In introducing the Working for Workers Act, 2022 (Working for Workers Act 2) today, the provincial government is looking to establish a minimum wage and other foundational rights for digital platform workers who offer rides or deliver food and other items for companies such as Uber, Door Dash and Instacart.
“Those rights include more clarity around hours and pay calculation, protection against dismissal from a digital platform without proper notice or explanation, and the guarantee that any tips or gratuities workers earns will remain where they belong — in that worker’s pocket,” says Premier Doug Ford.
The government’s proposals would enshrine rights and protections for digital platform workers that include:
- earning at least the general minimum wage for time worked
- the right to keep their tips along with regular pay periods
- the right to information and clarity around algorithms including:
- how pay is calculated
- how and why a worker might be penalized in the allocation of work
- written notice if they are being removed from the platform and why
- the right to resolve their work-related disputes in Ontario
- protection from reprisal should they seek to assert their rights.
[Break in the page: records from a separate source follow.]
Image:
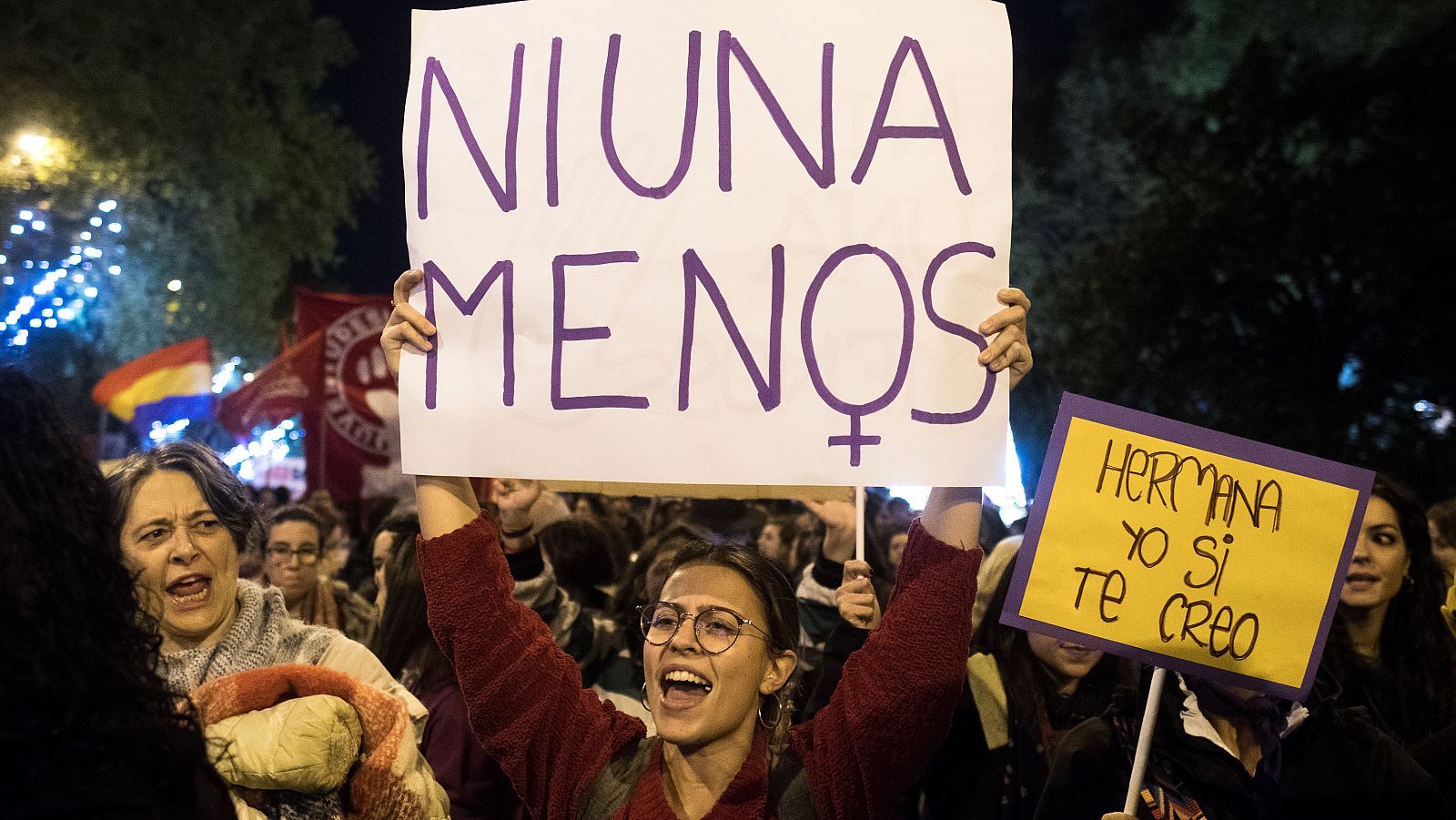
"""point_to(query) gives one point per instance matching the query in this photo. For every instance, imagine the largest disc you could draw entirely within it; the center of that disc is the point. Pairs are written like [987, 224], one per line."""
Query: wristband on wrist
[521, 531]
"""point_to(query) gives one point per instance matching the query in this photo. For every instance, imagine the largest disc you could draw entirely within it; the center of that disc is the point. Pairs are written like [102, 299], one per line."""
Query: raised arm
[895, 696]
[523, 693]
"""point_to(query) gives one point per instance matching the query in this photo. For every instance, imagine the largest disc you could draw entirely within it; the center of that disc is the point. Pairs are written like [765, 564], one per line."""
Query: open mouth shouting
[683, 688]
[191, 590]
[1361, 580]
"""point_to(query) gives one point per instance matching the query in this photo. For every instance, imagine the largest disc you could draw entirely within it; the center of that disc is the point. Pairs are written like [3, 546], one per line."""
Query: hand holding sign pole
[1176, 546]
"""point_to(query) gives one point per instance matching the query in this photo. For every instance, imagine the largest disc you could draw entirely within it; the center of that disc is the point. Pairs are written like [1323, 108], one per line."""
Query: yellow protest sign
[1187, 548]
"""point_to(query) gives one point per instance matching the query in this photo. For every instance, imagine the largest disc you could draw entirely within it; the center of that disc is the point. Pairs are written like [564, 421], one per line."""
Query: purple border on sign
[1213, 441]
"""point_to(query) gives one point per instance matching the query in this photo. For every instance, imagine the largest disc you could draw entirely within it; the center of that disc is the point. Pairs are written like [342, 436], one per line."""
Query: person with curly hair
[315, 724]
[718, 652]
[1390, 648]
[89, 728]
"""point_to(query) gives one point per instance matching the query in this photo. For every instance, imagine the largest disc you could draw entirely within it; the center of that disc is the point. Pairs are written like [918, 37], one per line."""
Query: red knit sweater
[861, 752]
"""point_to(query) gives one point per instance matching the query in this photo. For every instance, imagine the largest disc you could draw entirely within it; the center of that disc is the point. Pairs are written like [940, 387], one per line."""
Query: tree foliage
[1247, 228]
[201, 118]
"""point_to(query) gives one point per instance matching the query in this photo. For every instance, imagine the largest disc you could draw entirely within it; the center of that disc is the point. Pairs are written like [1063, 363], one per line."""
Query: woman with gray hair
[267, 684]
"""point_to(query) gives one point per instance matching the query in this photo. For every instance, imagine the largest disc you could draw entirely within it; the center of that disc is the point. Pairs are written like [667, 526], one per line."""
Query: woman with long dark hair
[89, 728]
[718, 650]
[1390, 648]
[283, 692]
Ontario has also introduced recent legislation around:
- employer surveillance of employees
- the “right to disconnect” from work
- creating a portable benefits program
- removing barriers for out-of-province workers.
“No one working in Ontario should ever make less than minimum wage for an hour's work," said Monte McNaughton, minister of labour training and skills development.
“No one working in Ontario should be dismissed without notice, explanation, or recourse. No one should have to travel out of the country to resolve a workplace dispute or sign a contract they do not understand. These core rights are a foundation in our mission to help all workers earn bigger paychecks to take care of their families, not an endpoint.”
Back in December, several groups were unhappy with recommendations made in a report by the Ontario Workforce Recovery Advisory Committee (OWRAC) for gig workers.
In August, Uber released a blueprint or “industry approach” for its Flexible Benefits Fund. The fund would be enabled by provincial governments and managed by industry for delivery and rideshare app-based platforms, says Uber.
Uber also released a Flexible Work+ proposal which called on provincial governments to set up an alternative set of regulations to govern gig workers and offer them "self-directed benefits" and "enhanced worker protections”.